The court heard that Van der Walt, went to the hospital to assist Daweti between 1.30am and 2am on 11 August, 2005 despite being informed about the emergency around midnight. The court heard that Daweti had suffered complications during labour the previous evening.
According to the judgment, after inserting stitches for a massive tear, Van der Walt went home. Hospital personnel called him later to say she was still bleeding, but the doctor gave telephonic instructions to staff instead of returning to the hospital. The role which Van der Walt played in Daweti’s death was detailed in a report by the chief gynaecologist, Dr Mokete Titus. The report found that Van der Walt had left Daweti bleeding after delivering the baby and did not investigate what caused the bleeding. He also did not attend to her properly after she delivered the child.
“He failed to examine the patient and plan management accordingly. The patient was in labour for nearly 14 hours, and prolonged labour creates a high risk for postpartum haemorrhage [bleeding after giving birth], which he should have anticipated,” said Titus.
The magistrate said in sentencing that the accused, failed to do everything a specialist of his calibre should have done to save the life of Daweti.
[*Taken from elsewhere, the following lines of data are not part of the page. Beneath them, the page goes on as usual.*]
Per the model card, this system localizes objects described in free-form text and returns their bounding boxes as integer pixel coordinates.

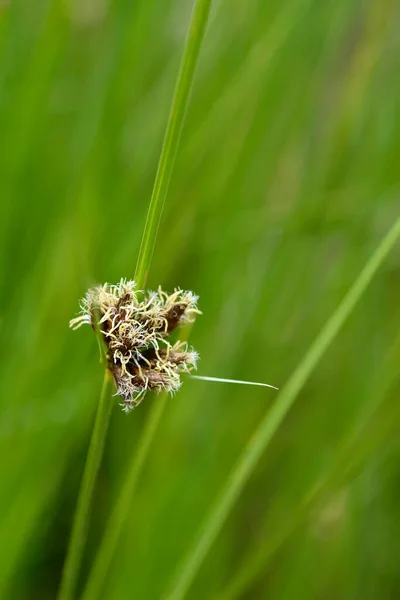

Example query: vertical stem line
[165,217,400,600]
[58,369,113,600]
[82,393,167,600]
[135,0,211,289]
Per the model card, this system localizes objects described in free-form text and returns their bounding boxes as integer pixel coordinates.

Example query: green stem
[166,217,400,600]
[58,369,113,600]
[135,0,211,289]
[82,394,167,600]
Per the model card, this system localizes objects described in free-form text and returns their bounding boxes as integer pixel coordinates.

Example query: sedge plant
[58,0,211,600]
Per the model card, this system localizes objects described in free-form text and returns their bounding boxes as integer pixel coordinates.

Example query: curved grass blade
[218,328,400,600]
[165,217,400,600]
[83,0,211,600]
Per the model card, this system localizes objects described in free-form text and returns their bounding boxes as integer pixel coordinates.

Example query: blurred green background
[0,0,400,600]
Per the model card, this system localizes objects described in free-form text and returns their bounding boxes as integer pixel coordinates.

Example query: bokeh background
[0,0,400,600]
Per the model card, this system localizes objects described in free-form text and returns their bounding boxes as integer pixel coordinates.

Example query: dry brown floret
[70,280,200,411]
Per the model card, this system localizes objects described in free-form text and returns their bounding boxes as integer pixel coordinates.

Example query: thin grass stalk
[135,0,212,289]
[58,369,113,600]
[165,217,400,600]
[83,0,211,600]
[82,393,167,600]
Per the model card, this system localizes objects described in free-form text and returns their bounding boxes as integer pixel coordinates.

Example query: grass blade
[135,0,211,289]
[83,0,211,600]
[58,369,113,600]
[165,217,400,600]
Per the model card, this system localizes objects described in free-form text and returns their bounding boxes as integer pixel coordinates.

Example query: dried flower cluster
[70,280,200,412]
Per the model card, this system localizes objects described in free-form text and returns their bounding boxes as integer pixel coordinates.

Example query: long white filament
[190,375,279,390]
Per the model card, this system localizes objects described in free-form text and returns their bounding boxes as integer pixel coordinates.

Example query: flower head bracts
[70,280,200,411]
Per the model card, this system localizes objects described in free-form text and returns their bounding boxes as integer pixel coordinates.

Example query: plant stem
[82,394,167,600]
[135,0,211,289]
[166,217,400,600]
[78,0,211,600]
[58,369,113,600]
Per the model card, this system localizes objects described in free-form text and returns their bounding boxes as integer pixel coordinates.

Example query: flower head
[70,279,200,411]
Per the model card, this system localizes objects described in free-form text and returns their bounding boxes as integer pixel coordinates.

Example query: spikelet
[69,279,201,412]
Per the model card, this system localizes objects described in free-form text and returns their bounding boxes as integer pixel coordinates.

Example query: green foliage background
[0,0,400,600]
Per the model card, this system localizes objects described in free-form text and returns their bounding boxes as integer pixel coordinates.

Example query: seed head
[69,279,201,412]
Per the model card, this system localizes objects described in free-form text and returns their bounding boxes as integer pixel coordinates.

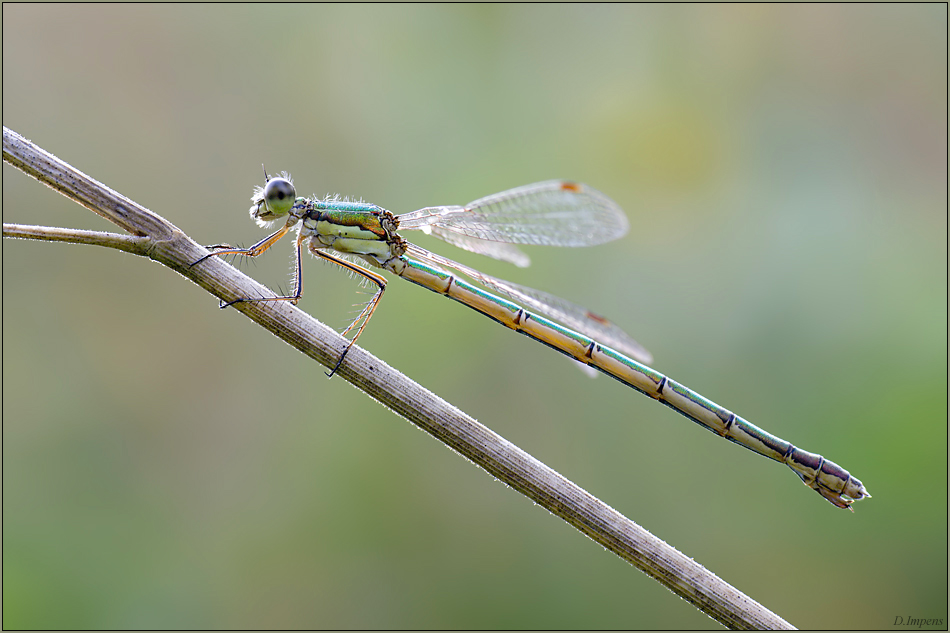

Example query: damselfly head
[250,172,297,226]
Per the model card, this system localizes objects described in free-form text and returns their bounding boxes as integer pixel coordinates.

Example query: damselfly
[192,171,871,509]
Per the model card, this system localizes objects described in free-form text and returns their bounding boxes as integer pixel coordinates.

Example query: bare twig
[3,127,793,629]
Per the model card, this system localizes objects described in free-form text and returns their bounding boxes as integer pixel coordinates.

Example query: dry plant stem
[3,127,793,629]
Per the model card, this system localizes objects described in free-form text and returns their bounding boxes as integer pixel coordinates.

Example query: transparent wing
[422,226,531,268]
[407,244,653,364]
[398,180,628,253]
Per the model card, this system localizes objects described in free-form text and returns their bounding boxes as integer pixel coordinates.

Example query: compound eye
[264,178,297,217]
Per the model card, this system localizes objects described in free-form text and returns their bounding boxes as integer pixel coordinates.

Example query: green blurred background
[3,4,947,629]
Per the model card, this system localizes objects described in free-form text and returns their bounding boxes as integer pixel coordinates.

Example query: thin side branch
[3,127,793,629]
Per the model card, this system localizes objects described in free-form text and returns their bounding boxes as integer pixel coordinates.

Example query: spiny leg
[213,232,304,309]
[188,226,291,268]
[310,242,386,378]
[192,225,303,309]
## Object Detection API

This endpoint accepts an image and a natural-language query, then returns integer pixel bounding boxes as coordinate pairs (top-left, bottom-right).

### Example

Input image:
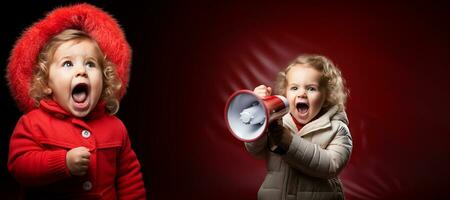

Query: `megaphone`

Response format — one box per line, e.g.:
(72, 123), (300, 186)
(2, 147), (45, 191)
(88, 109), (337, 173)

(225, 90), (289, 142)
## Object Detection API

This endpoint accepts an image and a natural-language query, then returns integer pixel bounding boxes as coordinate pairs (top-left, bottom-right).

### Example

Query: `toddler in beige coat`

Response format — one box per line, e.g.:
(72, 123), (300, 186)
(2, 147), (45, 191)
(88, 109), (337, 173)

(245, 55), (352, 200)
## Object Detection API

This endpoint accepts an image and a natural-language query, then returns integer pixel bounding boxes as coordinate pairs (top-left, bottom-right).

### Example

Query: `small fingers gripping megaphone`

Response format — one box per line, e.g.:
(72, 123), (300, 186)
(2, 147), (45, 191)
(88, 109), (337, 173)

(225, 90), (289, 142)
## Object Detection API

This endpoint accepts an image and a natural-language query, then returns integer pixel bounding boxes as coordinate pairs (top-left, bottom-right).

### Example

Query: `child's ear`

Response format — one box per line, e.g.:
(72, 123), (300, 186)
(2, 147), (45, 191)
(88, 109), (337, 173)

(44, 87), (53, 95)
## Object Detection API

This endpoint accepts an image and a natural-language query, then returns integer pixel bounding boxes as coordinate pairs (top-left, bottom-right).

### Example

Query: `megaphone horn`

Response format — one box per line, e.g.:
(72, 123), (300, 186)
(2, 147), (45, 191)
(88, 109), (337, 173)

(225, 90), (289, 142)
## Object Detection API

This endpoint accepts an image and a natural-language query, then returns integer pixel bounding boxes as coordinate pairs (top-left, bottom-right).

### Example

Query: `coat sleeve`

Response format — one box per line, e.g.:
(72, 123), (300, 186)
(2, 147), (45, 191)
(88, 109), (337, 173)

(8, 115), (71, 186)
(244, 133), (268, 159)
(283, 123), (352, 178)
(116, 124), (146, 199)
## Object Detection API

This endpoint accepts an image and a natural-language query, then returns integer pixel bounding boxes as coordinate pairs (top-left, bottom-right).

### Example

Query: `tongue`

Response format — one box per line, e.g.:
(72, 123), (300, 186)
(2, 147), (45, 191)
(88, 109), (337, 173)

(297, 105), (308, 114)
(72, 92), (87, 103)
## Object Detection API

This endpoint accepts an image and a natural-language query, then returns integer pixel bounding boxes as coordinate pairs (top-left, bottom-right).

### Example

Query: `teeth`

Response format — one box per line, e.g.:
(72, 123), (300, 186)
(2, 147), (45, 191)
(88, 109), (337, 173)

(72, 91), (87, 103)
(72, 84), (87, 103)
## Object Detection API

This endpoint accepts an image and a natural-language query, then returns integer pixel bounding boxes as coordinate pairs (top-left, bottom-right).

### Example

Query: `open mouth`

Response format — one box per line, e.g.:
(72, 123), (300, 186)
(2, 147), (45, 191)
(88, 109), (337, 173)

(296, 103), (309, 114)
(72, 83), (89, 103)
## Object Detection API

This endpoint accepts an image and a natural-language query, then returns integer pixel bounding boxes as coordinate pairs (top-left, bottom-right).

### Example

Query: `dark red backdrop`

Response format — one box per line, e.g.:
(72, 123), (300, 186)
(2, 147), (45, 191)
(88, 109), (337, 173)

(0, 1), (450, 199)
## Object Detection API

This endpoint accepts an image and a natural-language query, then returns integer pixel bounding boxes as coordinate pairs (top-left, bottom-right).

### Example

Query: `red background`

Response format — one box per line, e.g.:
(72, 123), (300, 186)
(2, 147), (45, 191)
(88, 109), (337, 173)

(0, 1), (450, 199)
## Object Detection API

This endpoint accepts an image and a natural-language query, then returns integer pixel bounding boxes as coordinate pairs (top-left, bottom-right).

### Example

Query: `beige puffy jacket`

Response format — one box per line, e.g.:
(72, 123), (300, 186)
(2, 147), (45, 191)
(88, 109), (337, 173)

(245, 106), (352, 200)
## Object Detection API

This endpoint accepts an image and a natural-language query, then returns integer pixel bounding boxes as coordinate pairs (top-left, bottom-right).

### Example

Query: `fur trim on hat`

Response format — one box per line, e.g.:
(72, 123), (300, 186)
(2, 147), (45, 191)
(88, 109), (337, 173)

(6, 3), (131, 112)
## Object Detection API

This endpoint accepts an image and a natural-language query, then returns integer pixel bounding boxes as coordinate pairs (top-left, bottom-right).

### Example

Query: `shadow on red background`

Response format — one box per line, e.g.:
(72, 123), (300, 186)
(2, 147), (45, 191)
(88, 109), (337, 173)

(0, 1), (450, 199)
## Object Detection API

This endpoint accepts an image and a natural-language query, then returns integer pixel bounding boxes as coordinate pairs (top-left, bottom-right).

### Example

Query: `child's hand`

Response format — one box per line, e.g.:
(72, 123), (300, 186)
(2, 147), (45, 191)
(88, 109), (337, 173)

(253, 85), (272, 98)
(66, 147), (91, 176)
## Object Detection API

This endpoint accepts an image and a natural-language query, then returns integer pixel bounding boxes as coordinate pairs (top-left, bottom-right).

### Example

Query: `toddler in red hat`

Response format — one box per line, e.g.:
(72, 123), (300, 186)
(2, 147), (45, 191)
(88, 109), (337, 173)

“You are of mature age and a valid member of the community, where you provide a much-needed service. But I hold a view that a community-based sentence will not be correct. I’m of the view that the most balanced sentence is a jail term,” said the magistrate. Another aspect which resulted in Van der Walt’s fall from grace was his lack of remorse and his bid to pay R750 000 compensation, which Daweti had rejected . Professor Leon Snyman of the SA Association for Obstetricians and Gynaecologists says the verdict sent a chilling message to doctors attending to labour cases. He said the insurance premium for obstetricians is R1m a year and doctors must deliver 24 babies per month just to cover their insurance fees. “Now one of our members gets sent to prison for a basic human error,” said Snyman.
In the light of this historical judgment, the Health Professionals Council of SA intends amending its rules concerning doctors convicted and jailed by our courts because as things stand, Van der Walt can still practice after he is released.